Antes de entrar en el garito, repleto de jóvenes emigrantes y prostitutas más o menos profesionales, contó cuidadosamente el dinero que llevaba encima. Al ver cuánto habían menguado sus ahorros, pensó en Ilusión. Y, por primera vez en su vida, cruzó por su cabeza la pregunta de cuánto podría ganarse trabajando en la calle. ¿Sería capaz ella de prostituirse? El olor a sudor y cerveza que impregnaba el local espantó esas ideas de su mente.

Minutos después había devorado un escuálido bocadillo y apuraba el primer trago de la botella que había comprado para remojar la garganta. Fue entonces cuando escuchó una voz masculina a su espalda.

—¿Te apetece un trago?

Ilusión estaba contenta. Tenía motivos para estarlo, porque la noche había comenzado de forma terrible cuando aquellos bárbaros la golpearon, y sin embargo luego todo había discurrido de la mejor manera posible. Había despachado a cuatro clientes poco exigentes y de escasa resistencia (el cliente ideal, en definitiva). A dos de ellos los complació en sus vehículos; a los otros dos, al amparo de miradas indiscretas entre las sombras de sendos patios del barrio.

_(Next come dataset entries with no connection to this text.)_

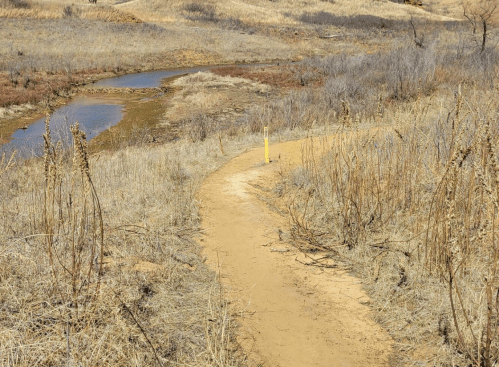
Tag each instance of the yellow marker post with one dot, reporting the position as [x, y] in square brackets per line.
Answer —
[266, 137]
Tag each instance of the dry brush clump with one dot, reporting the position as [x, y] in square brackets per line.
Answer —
[411, 207]
[98, 265]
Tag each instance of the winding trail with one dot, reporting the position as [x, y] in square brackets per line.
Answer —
[292, 314]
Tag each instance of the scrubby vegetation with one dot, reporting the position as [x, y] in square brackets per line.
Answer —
[98, 263]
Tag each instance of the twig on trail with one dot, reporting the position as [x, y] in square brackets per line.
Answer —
[279, 250]
[139, 325]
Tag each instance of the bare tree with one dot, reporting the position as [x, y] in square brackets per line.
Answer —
[482, 16]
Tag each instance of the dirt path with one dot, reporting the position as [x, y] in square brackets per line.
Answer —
[292, 314]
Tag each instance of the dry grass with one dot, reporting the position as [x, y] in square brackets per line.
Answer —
[409, 206]
[43, 41]
[139, 295]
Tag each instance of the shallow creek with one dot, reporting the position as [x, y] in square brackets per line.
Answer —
[94, 114]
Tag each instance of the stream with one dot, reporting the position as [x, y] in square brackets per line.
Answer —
[93, 114]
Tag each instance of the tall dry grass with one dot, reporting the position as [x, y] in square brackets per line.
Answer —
[411, 207]
[98, 264]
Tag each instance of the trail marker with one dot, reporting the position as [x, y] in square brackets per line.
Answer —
[266, 137]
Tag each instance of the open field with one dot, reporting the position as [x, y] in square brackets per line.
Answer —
[99, 263]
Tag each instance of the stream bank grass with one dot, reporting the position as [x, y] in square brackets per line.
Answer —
[410, 207]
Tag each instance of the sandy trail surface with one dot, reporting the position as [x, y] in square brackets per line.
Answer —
[291, 314]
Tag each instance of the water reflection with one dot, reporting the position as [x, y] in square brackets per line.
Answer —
[94, 116]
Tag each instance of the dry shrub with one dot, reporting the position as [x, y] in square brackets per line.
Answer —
[412, 209]
[97, 261]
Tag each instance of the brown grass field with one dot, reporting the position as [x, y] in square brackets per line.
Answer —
[98, 260]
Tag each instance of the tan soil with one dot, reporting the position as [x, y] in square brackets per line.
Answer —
[291, 314]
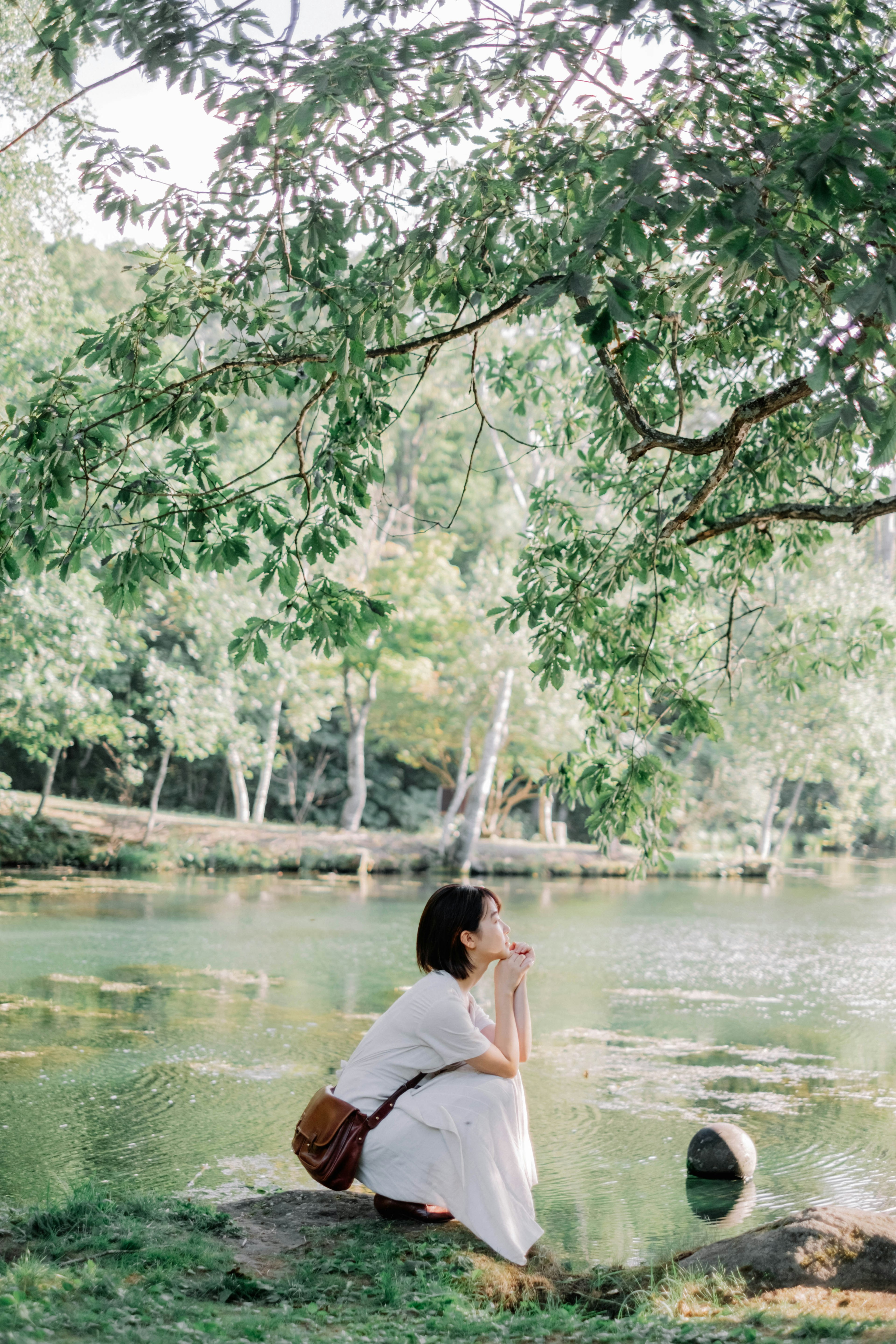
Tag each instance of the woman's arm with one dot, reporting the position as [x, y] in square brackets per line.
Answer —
[503, 1058]
[520, 1008]
[523, 1021]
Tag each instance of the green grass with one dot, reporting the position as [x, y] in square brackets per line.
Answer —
[162, 1271]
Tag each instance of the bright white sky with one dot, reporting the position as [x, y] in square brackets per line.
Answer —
[147, 113]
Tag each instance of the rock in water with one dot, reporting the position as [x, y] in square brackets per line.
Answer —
[828, 1248]
[722, 1152]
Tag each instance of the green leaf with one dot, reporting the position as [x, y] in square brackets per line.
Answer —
[789, 261]
[601, 330]
[821, 373]
[825, 425]
[619, 72]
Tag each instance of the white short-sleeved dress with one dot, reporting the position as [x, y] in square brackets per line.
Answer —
[463, 1139]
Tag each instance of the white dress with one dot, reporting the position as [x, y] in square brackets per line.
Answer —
[460, 1140]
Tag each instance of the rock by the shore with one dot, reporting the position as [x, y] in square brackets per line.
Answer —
[827, 1248]
[722, 1152]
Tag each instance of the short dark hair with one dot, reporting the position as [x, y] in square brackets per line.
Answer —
[452, 910]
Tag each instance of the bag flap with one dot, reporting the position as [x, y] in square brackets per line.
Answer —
[323, 1117]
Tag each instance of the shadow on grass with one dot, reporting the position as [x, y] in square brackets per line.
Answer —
[152, 1271]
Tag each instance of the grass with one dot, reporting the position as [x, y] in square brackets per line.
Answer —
[162, 1271]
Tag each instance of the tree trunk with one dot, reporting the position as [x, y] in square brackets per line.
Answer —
[238, 784]
[792, 814]
[268, 765]
[311, 792]
[83, 765]
[461, 785]
[481, 788]
[156, 792]
[48, 780]
[54, 760]
[768, 822]
[222, 791]
[354, 807]
[546, 815]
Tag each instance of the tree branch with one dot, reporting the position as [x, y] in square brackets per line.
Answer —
[721, 471]
[455, 332]
[65, 104]
[858, 515]
[742, 419]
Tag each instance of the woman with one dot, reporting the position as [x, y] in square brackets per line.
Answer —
[459, 1144]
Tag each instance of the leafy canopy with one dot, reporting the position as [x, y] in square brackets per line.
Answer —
[703, 261]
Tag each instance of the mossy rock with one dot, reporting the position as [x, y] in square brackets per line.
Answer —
[418, 862]
[605, 869]
[133, 858]
[42, 843]
[332, 861]
[383, 863]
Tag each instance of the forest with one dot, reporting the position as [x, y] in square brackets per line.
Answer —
[416, 615]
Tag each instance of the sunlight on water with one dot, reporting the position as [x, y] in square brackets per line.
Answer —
[166, 1034]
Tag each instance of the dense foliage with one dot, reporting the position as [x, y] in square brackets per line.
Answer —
[684, 287]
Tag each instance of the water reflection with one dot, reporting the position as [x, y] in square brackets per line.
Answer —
[156, 1034]
[724, 1202]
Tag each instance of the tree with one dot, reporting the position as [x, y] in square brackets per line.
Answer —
[719, 238]
[54, 643]
[813, 704]
[190, 717]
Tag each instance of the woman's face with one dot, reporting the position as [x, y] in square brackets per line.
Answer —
[494, 936]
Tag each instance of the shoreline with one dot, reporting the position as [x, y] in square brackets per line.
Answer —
[205, 843]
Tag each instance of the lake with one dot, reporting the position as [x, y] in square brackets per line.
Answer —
[166, 1034]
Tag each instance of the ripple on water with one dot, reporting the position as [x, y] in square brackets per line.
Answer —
[167, 1034]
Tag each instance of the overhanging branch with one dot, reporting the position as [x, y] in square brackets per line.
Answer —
[855, 515]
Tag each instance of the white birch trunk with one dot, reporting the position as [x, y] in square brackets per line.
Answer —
[792, 814]
[461, 787]
[156, 792]
[354, 806]
[481, 788]
[768, 822]
[54, 760]
[238, 784]
[268, 765]
[49, 777]
[546, 815]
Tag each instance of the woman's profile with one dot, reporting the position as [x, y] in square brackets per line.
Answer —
[459, 1146]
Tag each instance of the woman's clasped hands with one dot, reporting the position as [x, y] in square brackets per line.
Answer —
[511, 970]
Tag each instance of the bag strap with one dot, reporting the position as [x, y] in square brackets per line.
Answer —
[382, 1112]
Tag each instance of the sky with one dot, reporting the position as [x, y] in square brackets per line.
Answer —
[147, 113]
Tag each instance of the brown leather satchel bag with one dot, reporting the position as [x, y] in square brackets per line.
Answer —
[330, 1136]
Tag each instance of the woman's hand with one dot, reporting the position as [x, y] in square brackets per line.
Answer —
[511, 970]
[526, 951]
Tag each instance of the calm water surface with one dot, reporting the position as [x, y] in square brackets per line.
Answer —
[166, 1034]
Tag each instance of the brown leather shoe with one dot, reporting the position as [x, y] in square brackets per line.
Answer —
[399, 1209]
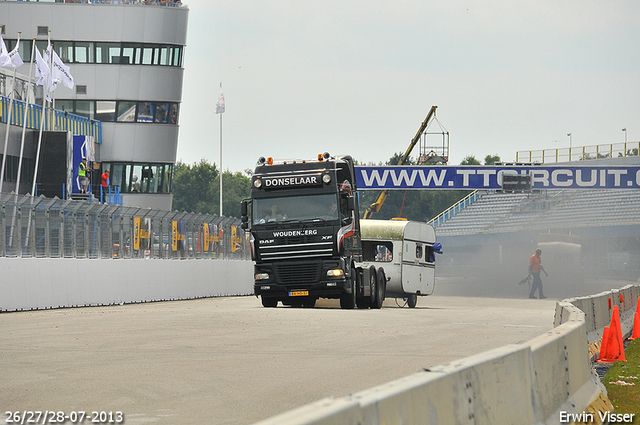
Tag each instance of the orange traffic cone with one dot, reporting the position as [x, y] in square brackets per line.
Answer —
[636, 326]
[612, 349]
[604, 346]
[636, 322]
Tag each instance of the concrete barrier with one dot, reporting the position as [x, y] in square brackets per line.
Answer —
[43, 283]
[548, 380]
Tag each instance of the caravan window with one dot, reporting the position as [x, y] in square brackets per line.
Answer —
[430, 255]
[377, 251]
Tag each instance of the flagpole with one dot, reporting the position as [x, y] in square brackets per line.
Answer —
[6, 135]
[220, 161]
[24, 118]
[45, 90]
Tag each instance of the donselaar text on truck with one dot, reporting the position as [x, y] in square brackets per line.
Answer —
[306, 239]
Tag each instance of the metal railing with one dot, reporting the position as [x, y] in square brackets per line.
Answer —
[53, 119]
[580, 153]
[454, 209]
[40, 227]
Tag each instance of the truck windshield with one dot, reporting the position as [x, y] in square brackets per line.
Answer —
[307, 207]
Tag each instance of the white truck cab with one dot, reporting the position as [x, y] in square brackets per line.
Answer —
[406, 250]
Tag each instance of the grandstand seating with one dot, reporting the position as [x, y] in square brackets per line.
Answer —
[507, 212]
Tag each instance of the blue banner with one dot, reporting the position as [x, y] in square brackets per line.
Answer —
[490, 177]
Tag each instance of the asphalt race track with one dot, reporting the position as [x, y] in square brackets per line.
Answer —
[232, 361]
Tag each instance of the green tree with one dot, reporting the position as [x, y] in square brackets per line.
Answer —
[491, 159]
[192, 187]
[470, 160]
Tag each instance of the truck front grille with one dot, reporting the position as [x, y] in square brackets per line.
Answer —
[296, 250]
[301, 273]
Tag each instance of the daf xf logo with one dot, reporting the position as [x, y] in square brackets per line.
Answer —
[289, 233]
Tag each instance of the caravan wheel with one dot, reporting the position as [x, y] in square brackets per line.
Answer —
[412, 301]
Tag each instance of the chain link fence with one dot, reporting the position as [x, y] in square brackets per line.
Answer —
[40, 227]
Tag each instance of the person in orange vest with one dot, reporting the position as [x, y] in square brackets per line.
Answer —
[105, 181]
[83, 174]
[535, 267]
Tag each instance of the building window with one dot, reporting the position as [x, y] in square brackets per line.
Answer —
[64, 49]
[83, 52]
[84, 108]
[105, 53]
[105, 111]
[145, 111]
[126, 111]
[140, 177]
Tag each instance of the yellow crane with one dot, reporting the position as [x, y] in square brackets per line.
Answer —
[375, 207]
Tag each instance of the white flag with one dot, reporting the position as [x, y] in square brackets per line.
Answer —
[5, 60]
[10, 59]
[220, 104]
[42, 69]
[59, 71]
[14, 54]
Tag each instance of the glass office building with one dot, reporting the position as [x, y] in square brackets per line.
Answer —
[126, 58]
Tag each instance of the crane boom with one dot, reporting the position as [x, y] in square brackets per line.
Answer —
[375, 207]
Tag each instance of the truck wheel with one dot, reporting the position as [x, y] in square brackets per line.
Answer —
[365, 301]
[412, 301]
[309, 302]
[380, 288]
[348, 301]
[269, 302]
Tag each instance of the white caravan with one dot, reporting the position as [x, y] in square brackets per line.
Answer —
[406, 250]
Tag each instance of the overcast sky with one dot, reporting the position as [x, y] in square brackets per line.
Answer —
[359, 77]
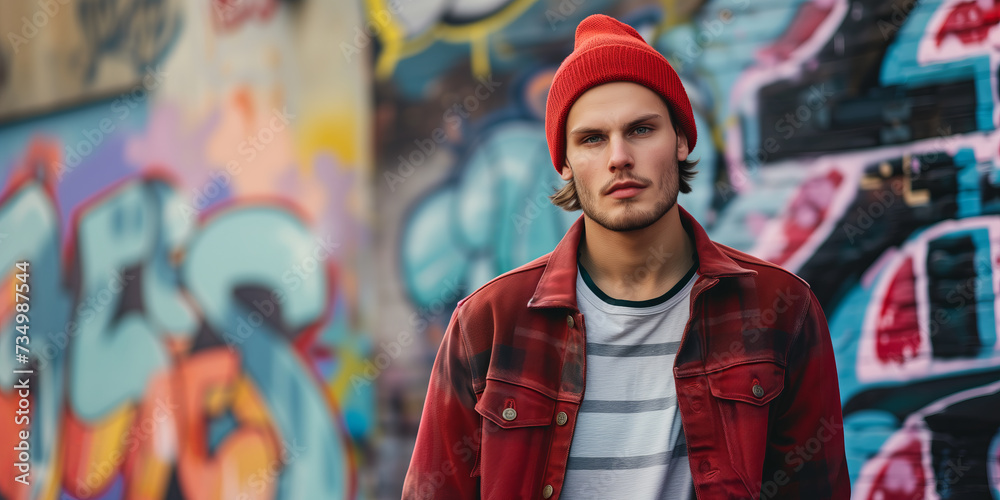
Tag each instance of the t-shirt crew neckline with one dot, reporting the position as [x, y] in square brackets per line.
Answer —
[636, 303]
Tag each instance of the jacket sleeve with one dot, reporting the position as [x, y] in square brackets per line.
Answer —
[805, 454]
[447, 446]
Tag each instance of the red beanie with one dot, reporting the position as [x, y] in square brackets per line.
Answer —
[607, 50]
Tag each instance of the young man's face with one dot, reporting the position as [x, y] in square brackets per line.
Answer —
[623, 152]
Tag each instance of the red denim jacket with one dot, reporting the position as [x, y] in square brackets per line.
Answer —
[755, 377]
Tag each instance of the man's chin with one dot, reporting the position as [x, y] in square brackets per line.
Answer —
[628, 219]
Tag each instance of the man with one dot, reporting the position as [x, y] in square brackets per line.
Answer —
[706, 370]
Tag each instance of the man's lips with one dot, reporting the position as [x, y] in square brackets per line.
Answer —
[625, 189]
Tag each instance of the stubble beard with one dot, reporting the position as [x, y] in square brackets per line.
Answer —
[630, 218]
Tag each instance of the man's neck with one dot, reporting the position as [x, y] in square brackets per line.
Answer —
[637, 265]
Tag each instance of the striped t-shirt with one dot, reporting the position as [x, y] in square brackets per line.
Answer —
[628, 441]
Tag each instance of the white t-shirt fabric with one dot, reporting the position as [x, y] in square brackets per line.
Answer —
[628, 441]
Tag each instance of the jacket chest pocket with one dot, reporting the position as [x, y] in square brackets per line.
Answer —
[516, 434]
[743, 393]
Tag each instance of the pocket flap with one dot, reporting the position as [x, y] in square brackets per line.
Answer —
[510, 405]
[754, 383]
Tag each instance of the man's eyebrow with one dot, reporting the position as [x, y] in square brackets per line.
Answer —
[592, 130]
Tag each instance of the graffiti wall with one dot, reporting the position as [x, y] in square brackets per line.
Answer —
[853, 142]
[184, 216]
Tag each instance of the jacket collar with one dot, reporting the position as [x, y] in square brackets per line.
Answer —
[557, 286]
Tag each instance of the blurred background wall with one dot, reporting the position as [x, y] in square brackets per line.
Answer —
[248, 221]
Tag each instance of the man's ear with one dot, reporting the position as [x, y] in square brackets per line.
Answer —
[567, 172]
[682, 149]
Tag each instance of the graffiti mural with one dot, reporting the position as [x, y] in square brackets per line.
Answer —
[856, 136]
[196, 230]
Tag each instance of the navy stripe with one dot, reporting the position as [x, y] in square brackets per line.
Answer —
[630, 351]
[627, 406]
[618, 463]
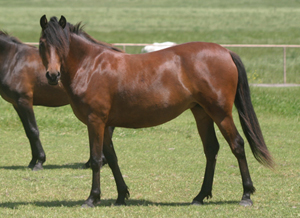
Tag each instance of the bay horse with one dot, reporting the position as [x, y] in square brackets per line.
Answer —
[110, 88]
[23, 84]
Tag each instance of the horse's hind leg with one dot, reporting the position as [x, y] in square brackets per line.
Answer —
[112, 160]
[236, 143]
[206, 131]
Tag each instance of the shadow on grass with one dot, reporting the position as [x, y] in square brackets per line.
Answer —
[48, 167]
[106, 203]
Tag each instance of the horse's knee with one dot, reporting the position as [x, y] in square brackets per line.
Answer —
[95, 163]
[238, 147]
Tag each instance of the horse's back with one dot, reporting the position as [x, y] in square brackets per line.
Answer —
[25, 79]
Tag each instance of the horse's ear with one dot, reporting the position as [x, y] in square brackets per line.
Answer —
[62, 21]
[43, 22]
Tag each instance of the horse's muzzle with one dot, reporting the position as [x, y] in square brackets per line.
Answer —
[53, 78]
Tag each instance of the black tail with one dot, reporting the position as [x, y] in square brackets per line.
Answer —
[248, 117]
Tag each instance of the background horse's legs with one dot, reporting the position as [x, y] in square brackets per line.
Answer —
[112, 160]
[26, 114]
[230, 133]
[207, 133]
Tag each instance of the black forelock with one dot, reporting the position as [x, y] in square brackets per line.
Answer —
[56, 36]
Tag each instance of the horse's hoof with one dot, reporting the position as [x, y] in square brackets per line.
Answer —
[87, 205]
[37, 167]
[197, 203]
[246, 203]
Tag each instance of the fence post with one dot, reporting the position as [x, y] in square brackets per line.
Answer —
[284, 65]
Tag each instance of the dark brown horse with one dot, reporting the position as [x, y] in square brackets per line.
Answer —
[23, 84]
[110, 88]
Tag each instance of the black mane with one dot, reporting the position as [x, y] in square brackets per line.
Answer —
[5, 36]
[59, 37]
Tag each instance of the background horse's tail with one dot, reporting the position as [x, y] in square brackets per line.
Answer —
[248, 117]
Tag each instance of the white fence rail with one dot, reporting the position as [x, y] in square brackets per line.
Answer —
[284, 47]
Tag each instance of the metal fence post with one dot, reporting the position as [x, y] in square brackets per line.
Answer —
[284, 65]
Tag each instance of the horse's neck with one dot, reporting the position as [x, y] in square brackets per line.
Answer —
[81, 49]
[5, 46]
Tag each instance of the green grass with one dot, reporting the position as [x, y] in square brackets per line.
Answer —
[163, 166]
[223, 22]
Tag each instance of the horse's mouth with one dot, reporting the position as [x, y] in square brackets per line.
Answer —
[53, 80]
[53, 83]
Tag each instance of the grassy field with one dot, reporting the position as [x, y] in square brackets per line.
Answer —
[163, 166]
[223, 22]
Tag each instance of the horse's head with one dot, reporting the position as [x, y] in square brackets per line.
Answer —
[53, 45]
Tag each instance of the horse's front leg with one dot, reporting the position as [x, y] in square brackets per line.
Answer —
[104, 160]
[26, 114]
[96, 136]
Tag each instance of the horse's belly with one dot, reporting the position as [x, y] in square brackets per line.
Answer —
[145, 118]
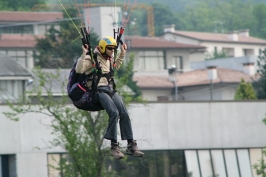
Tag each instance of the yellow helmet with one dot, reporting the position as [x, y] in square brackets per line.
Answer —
[106, 41]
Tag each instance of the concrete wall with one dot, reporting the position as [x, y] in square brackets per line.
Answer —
[102, 19]
[156, 126]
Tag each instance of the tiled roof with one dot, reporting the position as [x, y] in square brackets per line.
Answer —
[18, 40]
[155, 42]
[18, 16]
[9, 67]
[204, 36]
[192, 78]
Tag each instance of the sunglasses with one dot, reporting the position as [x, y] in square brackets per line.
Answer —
[110, 48]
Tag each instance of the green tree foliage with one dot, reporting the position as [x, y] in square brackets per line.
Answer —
[59, 49]
[260, 167]
[216, 55]
[260, 84]
[259, 12]
[245, 91]
[19, 5]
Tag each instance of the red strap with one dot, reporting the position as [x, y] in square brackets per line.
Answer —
[81, 88]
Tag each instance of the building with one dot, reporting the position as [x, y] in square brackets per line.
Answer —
[18, 31]
[234, 44]
[14, 79]
[222, 138]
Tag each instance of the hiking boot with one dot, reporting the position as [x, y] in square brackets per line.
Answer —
[115, 151]
[132, 149]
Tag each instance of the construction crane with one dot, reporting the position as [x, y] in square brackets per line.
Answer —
[56, 7]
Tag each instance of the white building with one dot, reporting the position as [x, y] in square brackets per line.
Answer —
[198, 138]
[235, 44]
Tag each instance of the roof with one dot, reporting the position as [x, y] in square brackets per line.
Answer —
[155, 42]
[218, 37]
[10, 67]
[18, 16]
[18, 40]
[192, 78]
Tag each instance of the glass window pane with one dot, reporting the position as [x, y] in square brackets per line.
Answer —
[255, 156]
[231, 163]
[53, 165]
[205, 163]
[244, 163]
[192, 163]
[218, 163]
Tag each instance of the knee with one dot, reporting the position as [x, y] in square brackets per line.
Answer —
[124, 115]
[114, 113]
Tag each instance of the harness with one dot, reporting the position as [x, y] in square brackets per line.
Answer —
[97, 74]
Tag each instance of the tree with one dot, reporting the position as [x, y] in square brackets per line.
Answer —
[259, 12]
[79, 132]
[260, 167]
[59, 49]
[20, 5]
[245, 91]
[260, 84]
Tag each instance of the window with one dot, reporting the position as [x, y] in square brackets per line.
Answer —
[16, 29]
[167, 163]
[21, 56]
[248, 52]
[192, 163]
[244, 163]
[177, 61]
[151, 60]
[8, 166]
[54, 166]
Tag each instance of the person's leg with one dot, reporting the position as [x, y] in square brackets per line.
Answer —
[111, 132]
[126, 128]
[124, 121]
[110, 108]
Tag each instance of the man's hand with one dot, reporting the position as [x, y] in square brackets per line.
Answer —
[124, 47]
[85, 49]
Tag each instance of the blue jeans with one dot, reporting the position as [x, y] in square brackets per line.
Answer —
[115, 109]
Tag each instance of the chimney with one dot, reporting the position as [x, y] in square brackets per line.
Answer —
[244, 32]
[249, 68]
[169, 28]
[233, 35]
[128, 42]
[212, 72]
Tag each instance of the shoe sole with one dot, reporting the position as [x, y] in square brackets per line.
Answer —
[134, 155]
[117, 158]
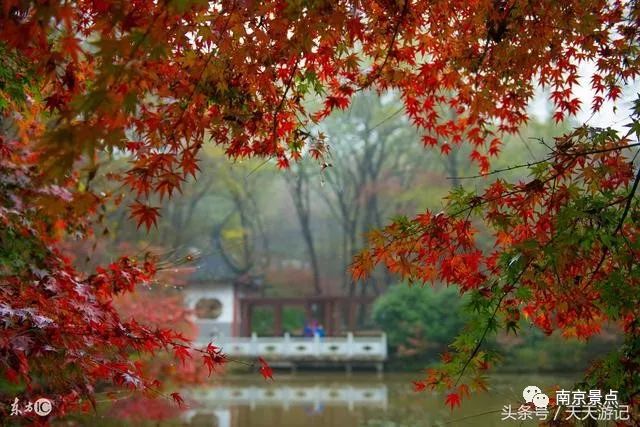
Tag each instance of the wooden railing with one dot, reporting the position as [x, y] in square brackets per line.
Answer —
[287, 348]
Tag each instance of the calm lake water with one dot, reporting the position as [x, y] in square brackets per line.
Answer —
[333, 399]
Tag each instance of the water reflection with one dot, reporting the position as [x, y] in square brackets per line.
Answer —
[325, 400]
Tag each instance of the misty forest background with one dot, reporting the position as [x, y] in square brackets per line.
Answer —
[298, 229]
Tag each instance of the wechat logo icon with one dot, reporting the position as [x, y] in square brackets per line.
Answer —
[533, 394]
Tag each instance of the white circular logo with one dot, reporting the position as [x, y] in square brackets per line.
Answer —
[529, 392]
[42, 407]
[541, 400]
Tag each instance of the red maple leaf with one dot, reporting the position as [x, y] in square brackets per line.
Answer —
[144, 214]
[265, 369]
[419, 386]
[453, 400]
[181, 352]
[178, 399]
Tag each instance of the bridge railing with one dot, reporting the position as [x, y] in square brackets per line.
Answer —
[349, 348]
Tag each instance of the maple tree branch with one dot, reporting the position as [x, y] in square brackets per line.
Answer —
[392, 42]
[491, 319]
[530, 164]
[625, 212]
[282, 99]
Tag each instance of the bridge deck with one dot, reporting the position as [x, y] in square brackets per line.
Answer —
[307, 349]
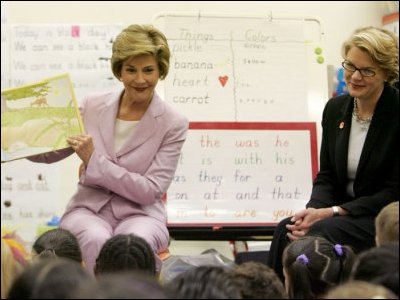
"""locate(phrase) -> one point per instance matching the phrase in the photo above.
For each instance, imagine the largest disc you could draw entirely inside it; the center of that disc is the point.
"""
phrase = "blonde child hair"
(14, 258)
(387, 224)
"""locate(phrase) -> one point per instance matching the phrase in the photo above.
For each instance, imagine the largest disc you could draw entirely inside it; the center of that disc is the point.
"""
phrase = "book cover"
(38, 117)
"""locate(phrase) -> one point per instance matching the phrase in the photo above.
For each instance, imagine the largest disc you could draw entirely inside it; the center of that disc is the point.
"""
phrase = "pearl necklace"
(363, 122)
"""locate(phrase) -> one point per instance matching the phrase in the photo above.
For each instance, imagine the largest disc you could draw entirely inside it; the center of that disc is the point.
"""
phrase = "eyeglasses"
(352, 68)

Contó los billetes y rio satisfecha. Tal vez aquella fuera la última noche en la que se veía obligada a vender su cuerpo, porque le habían prometido un trabajo como limpiadora en un par de casas del centro de la ciudad.

Durante el camino de regreso al minúsculo apartamento por el que pagaba un alquiler desmesurado a unos marroquíes, Ilusión vio cosas que, a la larga, serían de sumo interés.

Estuvo a punto de llamar a Daniela, su amiga, cuando la vio entrar en un garito no lejos de la iglesia de la Anunciación, pero no quiso tentar a la suerte aquella noche en la que tan bien habían rodado las cosas. Para que Daniela pudiera oírla, debería gritar, y tal vez no era lo más sensato si recordaba la paliza que le había propinado horas antes el grupo de fanáticos. Mejor no tentar a la suerte, decidió.

La segunda cosa notable que el destino hizo que viera Ilusión fue al cura más viejo, a don Luis, deambulando por las calles a una hora que le pareció totalmente inapropiada para un sacerdote. ¿Acaso también los religiosos iban de putas? La sola idea le hizo reír.

Más adelante, un grupo de hombres de color charlaban animadamente a las puertas de un local en el que apenas quedaban clientes. Ilusión, temerosa, cambió de acera para evitarse posibles problemas. Al doblar la esquina vio a un hombre alto, delgado y con barba, que llevaba una maleta y una bolsa de deporte negra. El hombre salía del portal donde vivía Daniela.

Instantes después entró en el edificio donde malvivía y respiró aliviada. Tanteó en el fondo del bolsillo oculto bajo su falda el fajo de billetes y subió las escaleras dispuesta a soñar con ese trabajo de limpiadora del que le habían hablado.

Una furgoneta negra pasó por la calle desierta.